I’m not a poster child for love. In fact, most people would say that I suck at it. I don’t know why I suck at it, but I do. I don’t feel like I suck — I’m good at “words of affirmation” and “quality time” and even “acts of service.” All of those things that make people feel warm, fuzzy and, well, loved.
But for the majority of my life, I haven’t been able to get it right. Except for now. Knock on wood. Things are going really great right now and I’m about as happy as I’ve ever been in my entire life, but knowing me, I can take things from zero to SUCK in about 4.3 seconds.
Anyway, my friend Erinn came down for the wedding and as we were sitting there talking at the reception, I had this revelation. And epiphany, maybe. We got to talking about a party in 1999 and about a guy, who, at the time, I was so in love with it hurt. I was convinced that I had actually met the mythical “one.” The one I’d grow old with.
Then she said something that jogged the memory — at this party, he was trying to talk to me about something (granted, through a heavy haze of alcohol). I walked away from him. In the middle of his sentence.
He put his fist through a fence.
I could name for you at least 20 times during my marriage (which, well, we all know how that one turned out …) that I walked away. I thought back to a few weeks ago when B and I had a total blowout over something that started out totally stupid and derailed from there. He was trying to talk to me. I walked away from him. He didn’t react well to that. I didn’t respond well to his reaction … and repeat.
It all could have been avoided if I hadn’t walked away. If I would have just stayed there and listened. Not heard what was being said, but actually listened.

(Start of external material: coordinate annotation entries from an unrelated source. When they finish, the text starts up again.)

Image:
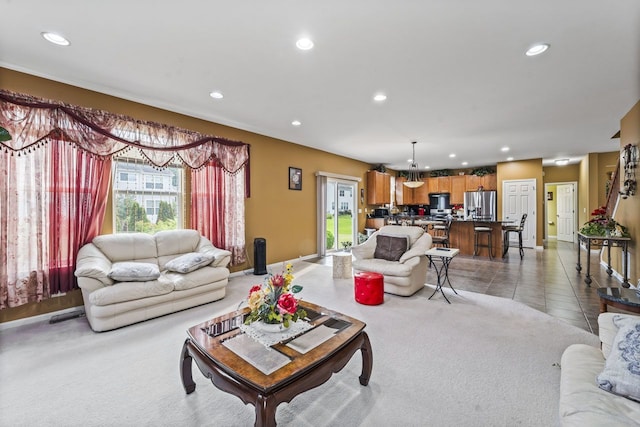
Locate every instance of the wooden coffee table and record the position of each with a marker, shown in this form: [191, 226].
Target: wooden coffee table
[622, 298]
[231, 373]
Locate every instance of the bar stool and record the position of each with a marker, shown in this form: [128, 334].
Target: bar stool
[481, 226]
[506, 229]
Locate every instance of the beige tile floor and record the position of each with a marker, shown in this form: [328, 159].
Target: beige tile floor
[546, 280]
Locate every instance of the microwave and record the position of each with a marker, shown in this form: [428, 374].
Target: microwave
[380, 212]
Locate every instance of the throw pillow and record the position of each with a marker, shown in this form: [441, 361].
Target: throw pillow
[621, 374]
[390, 248]
[189, 262]
[128, 271]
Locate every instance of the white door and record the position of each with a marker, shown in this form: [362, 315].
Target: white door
[519, 197]
[566, 212]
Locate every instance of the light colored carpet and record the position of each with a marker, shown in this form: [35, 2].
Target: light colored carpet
[481, 361]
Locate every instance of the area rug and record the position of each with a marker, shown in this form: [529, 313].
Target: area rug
[480, 361]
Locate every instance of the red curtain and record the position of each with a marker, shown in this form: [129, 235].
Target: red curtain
[207, 203]
[78, 191]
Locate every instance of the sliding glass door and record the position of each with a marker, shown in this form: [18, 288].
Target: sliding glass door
[339, 214]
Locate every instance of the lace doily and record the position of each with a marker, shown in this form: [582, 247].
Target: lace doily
[270, 338]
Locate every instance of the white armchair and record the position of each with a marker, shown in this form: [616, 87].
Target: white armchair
[404, 276]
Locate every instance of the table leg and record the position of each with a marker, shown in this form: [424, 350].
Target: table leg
[185, 369]
[367, 360]
[446, 262]
[578, 266]
[625, 281]
[587, 278]
[603, 306]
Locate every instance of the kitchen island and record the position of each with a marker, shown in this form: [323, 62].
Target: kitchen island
[461, 234]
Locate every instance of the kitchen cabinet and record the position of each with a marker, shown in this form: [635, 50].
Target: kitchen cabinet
[421, 194]
[378, 188]
[432, 184]
[458, 187]
[473, 182]
[404, 194]
[490, 182]
[411, 196]
[444, 184]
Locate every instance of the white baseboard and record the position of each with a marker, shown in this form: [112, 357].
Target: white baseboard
[38, 318]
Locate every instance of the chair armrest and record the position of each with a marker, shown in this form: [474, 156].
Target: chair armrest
[607, 330]
[94, 264]
[422, 245]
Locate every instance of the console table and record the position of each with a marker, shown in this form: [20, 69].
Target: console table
[608, 241]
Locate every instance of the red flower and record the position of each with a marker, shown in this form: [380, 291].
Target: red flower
[277, 280]
[287, 304]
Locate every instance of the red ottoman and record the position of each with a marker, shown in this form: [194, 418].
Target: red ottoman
[369, 288]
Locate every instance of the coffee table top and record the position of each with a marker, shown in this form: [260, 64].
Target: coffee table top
[210, 338]
[443, 252]
[628, 297]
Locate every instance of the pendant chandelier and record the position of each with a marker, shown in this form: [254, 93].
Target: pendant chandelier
[414, 180]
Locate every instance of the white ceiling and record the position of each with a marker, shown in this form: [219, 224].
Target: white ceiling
[454, 71]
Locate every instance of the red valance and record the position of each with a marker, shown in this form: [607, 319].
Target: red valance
[31, 121]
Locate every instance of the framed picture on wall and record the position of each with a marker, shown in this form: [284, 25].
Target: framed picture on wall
[295, 178]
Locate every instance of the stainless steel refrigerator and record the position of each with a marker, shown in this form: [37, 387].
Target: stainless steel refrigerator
[483, 203]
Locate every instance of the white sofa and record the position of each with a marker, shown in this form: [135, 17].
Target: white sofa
[582, 402]
[405, 276]
[110, 303]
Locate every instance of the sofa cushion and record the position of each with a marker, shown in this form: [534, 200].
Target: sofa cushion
[621, 374]
[200, 277]
[189, 262]
[129, 291]
[176, 242]
[414, 233]
[127, 247]
[133, 271]
[390, 248]
[387, 268]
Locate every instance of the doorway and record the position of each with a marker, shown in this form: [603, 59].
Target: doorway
[337, 214]
[518, 198]
[560, 208]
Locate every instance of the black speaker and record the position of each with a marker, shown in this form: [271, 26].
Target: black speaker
[259, 256]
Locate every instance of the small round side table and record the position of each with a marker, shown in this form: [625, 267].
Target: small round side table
[342, 265]
[622, 298]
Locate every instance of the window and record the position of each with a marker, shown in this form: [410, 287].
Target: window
[146, 199]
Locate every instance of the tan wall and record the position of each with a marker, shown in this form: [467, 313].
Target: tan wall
[286, 218]
[607, 163]
[552, 210]
[628, 212]
[525, 169]
[583, 192]
[568, 173]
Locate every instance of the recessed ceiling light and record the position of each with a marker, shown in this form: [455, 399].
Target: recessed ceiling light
[55, 39]
[304, 44]
[537, 49]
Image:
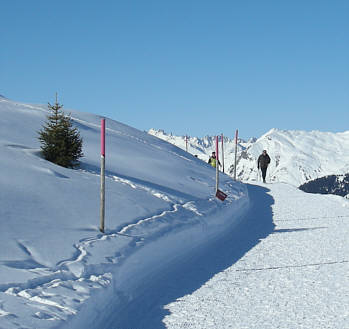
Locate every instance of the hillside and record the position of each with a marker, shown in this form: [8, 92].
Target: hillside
[55, 265]
[332, 184]
[297, 156]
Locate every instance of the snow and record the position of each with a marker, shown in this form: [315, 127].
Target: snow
[297, 156]
[173, 255]
[296, 277]
[55, 264]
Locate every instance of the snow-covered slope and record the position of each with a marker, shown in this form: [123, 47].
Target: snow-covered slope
[56, 269]
[297, 156]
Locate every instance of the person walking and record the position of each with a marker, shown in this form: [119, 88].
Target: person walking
[213, 160]
[263, 163]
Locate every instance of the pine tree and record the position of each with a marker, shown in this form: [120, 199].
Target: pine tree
[60, 141]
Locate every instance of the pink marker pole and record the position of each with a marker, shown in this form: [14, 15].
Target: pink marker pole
[103, 137]
[217, 165]
[222, 153]
[102, 208]
[236, 149]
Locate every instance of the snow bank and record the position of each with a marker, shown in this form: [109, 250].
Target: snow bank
[56, 269]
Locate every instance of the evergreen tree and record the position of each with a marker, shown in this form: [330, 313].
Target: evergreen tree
[60, 141]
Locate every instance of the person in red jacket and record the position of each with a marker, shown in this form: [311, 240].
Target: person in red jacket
[263, 163]
[213, 160]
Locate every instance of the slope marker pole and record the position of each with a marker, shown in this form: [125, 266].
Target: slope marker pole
[222, 153]
[102, 208]
[236, 149]
[217, 165]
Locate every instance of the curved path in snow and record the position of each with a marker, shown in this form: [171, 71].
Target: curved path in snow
[285, 266]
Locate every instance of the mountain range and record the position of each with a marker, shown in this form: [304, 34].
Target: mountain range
[297, 156]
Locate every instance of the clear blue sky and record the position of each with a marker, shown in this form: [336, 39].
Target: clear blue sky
[189, 67]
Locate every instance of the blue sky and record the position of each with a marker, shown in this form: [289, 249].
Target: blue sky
[189, 67]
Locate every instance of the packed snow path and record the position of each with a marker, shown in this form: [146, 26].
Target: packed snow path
[285, 267]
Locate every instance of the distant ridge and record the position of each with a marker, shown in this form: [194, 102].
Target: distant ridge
[297, 156]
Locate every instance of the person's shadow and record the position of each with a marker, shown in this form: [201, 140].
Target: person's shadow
[183, 278]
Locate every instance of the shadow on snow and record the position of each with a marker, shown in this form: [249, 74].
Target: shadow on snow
[147, 310]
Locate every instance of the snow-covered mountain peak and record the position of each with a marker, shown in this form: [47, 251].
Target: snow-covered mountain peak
[297, 156]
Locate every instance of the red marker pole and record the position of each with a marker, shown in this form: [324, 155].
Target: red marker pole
[236, 149]
[102, 208]
[222, 153]
[217, 165]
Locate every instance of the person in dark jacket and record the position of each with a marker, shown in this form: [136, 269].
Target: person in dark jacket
[263, 163]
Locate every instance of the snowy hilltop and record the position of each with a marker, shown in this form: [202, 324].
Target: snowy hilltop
[55, 265]
[297, 156]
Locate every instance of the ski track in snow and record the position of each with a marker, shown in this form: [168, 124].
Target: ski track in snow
[56, 292]
[297, 277]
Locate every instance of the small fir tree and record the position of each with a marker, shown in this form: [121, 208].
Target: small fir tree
[60, 141]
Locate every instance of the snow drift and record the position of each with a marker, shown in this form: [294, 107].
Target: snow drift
[297, 156]
[55, 266]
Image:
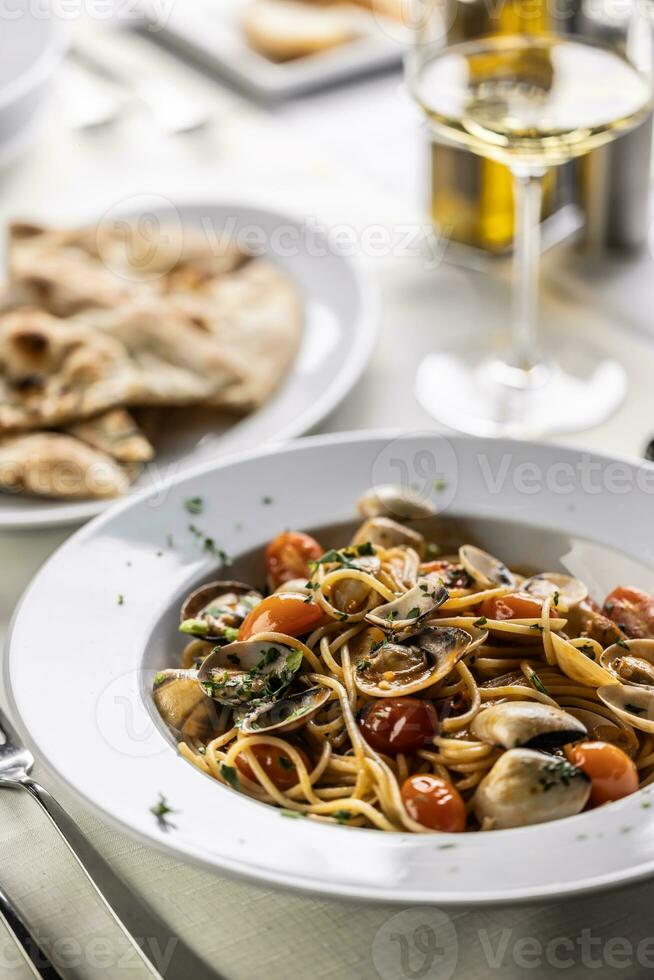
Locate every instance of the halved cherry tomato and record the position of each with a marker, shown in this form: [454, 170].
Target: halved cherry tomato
[284, 612]
[276, 764]
[288, 556]
[393, 725]
[516, 605]
[632, 610]
[611, 772]
[434, 803]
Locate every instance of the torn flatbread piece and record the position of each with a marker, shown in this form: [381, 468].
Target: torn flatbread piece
[256, 314]
[49, 464]
[67, 271]
[53, 372]
[115, 433]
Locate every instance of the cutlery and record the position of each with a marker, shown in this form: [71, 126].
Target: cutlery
[16, 763]
[35, 958]
[174, 111]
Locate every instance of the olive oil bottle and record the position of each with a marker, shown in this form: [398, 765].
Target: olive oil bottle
[472, 197]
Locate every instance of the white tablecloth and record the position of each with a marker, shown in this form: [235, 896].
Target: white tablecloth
[308, 156]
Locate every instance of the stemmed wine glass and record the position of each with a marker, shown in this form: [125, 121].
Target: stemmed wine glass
[530, 101]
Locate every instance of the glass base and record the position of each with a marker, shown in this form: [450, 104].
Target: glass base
[478, 393]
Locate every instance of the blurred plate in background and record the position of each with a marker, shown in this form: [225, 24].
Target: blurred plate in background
[32, 42]
[211, 31]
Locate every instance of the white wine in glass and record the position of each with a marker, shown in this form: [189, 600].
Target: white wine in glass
[530, 102]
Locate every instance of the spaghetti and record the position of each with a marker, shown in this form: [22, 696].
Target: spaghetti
[385, 721]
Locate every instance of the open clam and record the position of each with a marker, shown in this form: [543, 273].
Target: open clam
[408, 609]
[184, 707]
[564, 589]
[287, 714]
[574, 663]
[526, 723]
[386, 533]
[216, 610]
[484, 568]
[390, 500]
[249, 670]
[419, 660]
[631, 704]
[527, 787]
[631, 661]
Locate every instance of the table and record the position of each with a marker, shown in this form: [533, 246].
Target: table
[304, 156]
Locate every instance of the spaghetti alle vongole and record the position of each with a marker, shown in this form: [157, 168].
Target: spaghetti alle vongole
[377, 686]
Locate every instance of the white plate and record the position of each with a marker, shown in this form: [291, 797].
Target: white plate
[80, 685]
[340, 327]
[210, 30]
[32, 43]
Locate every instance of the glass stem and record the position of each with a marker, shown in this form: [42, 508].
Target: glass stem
[528, 196]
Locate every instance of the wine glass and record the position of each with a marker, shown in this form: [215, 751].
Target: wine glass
[529, 101]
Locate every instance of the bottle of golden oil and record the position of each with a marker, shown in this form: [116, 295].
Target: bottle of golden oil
[471, 196]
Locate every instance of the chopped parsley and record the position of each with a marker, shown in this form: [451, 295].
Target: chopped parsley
[538, 684]
[230, 775]
[161, 810]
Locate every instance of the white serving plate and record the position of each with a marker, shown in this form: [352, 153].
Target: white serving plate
[340, 327]
[80, 686]
[32, 42]
[210, 31]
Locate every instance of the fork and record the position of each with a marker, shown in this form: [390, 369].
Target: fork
[16, 763]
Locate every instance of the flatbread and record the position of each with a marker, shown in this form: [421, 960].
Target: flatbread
[60, 371]
[49, 464]
[115, 433]
[70, 270]
[283, 30]
[256, 314]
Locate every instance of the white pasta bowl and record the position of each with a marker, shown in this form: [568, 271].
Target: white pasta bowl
[99, 620]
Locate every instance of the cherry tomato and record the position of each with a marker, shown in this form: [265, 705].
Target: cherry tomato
[288, 556]
[285, 612]
[632, 610]
[434, 803]
[516, 605]
[611, 772]
[276, 764]
[393, 725]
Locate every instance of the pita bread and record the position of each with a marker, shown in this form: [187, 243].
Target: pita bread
[115, 433]
[60, 371]
[256, 314]
[283, 30]
[50, 464]
[67, 271]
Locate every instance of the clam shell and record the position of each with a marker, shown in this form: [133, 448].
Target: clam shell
[392, 500]
[288, 714]
[407, 610]
[571, 591]
[420, 660]
[631, 661]
[632, 704]
[484, 568]
[577, 666]
[526, 787]
[526, 723]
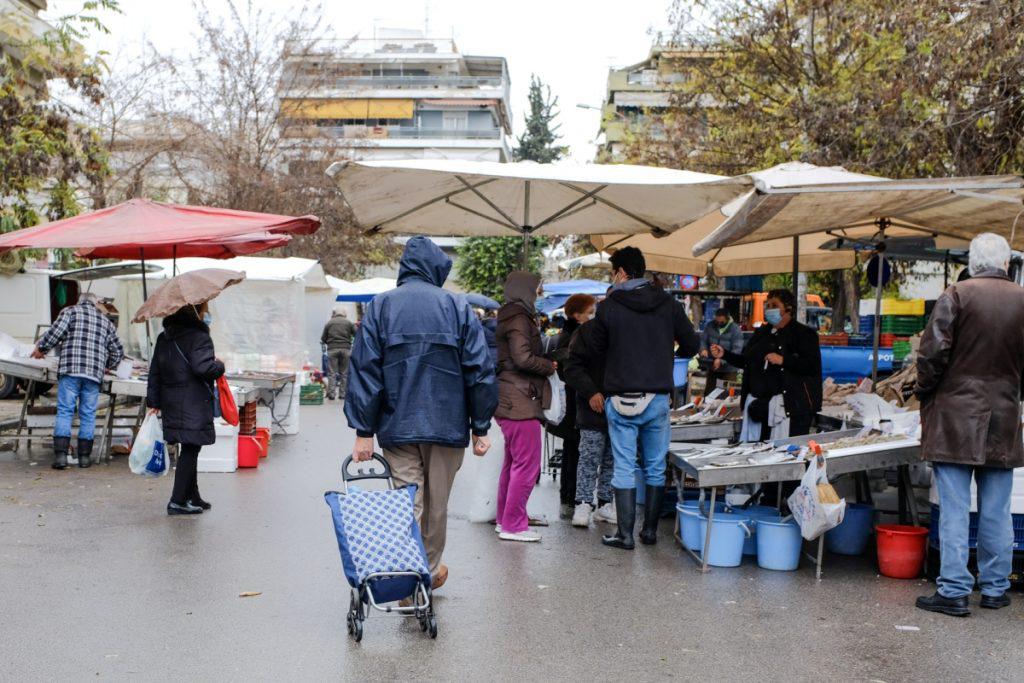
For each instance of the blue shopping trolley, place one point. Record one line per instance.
(381, 548)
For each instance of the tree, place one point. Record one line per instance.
(45, 154)
(538, 141)
(892, 88)
(214, 132)
(485, 262)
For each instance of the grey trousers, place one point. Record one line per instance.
(338, 363)
(595, 467)
(432, 469)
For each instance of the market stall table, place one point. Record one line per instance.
(691, 460)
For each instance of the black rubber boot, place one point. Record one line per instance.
(626, 511)
(651, 514)
(60, 445)
(84, 452)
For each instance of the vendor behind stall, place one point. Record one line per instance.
(722, 331)
(89, 345)
(781, 364)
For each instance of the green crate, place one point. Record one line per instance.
(311, 394)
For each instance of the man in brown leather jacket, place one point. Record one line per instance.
(970, 370)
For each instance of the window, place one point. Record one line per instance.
(455, 120)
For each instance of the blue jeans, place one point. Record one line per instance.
(995, 528)
(651, 429)
(78, 391)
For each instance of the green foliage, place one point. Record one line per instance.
(43, 152)
(485, 262)
(538, 141)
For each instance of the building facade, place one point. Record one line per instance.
(397, 95)
(639, 93)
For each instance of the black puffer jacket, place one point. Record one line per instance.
(181, 377)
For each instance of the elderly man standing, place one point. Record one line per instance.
(970, 372)
(421, 380)
(337, 338)
(89, 346)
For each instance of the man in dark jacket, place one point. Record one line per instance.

Am I afraid of conflict? Maybe a little. Do I avoid confrontation? At almost any cost. Was I giving into an irrational fear that our relationship would be damaged by having some kind of disagreement? Possibly.
If the past is supposed to be our greatest teacher, I hope I can learn to listen.
It’s not even just about disagreements with the men I pick … I do it to my friends, my family, my co-workers. I feel awful for doing it, too. About 95 percent of the time, it doesn’t even occur to me that I’m not listening. I just zone out. I’m thinking of 20 other things at the same time — how I want to respond, what they’re saying, what could happen if I respond the wrong way, whether I left the curling iron on, whether the Pittsburgh Pirates have a chance of going above .500 this season …
You get the point.
Sometimes, I just don’t listen. Most of the time, I don’t even realize it.
I’m learning though. I found myself this weekend not just hearing the words people were saying, but listening to them, too. When B talked, I didn’t just nod my head and say, “Yeah, I know!” or “You’re right.” I thought carefully about the words he said and responded with actual, real thought. Not just “OK” or “Yes.”
The last thing in the world I would want is to think I take him, or his thoughts and feelings for that matter, for granted. I don’t want anybody I’m close with to feel that way — even my Mom or sister who sometimes, I really don’t listen to. But it’s not because I don’t care. It’s probably because I just saw a midget on the side of the interstate or I was screwing around with my BlackBerry.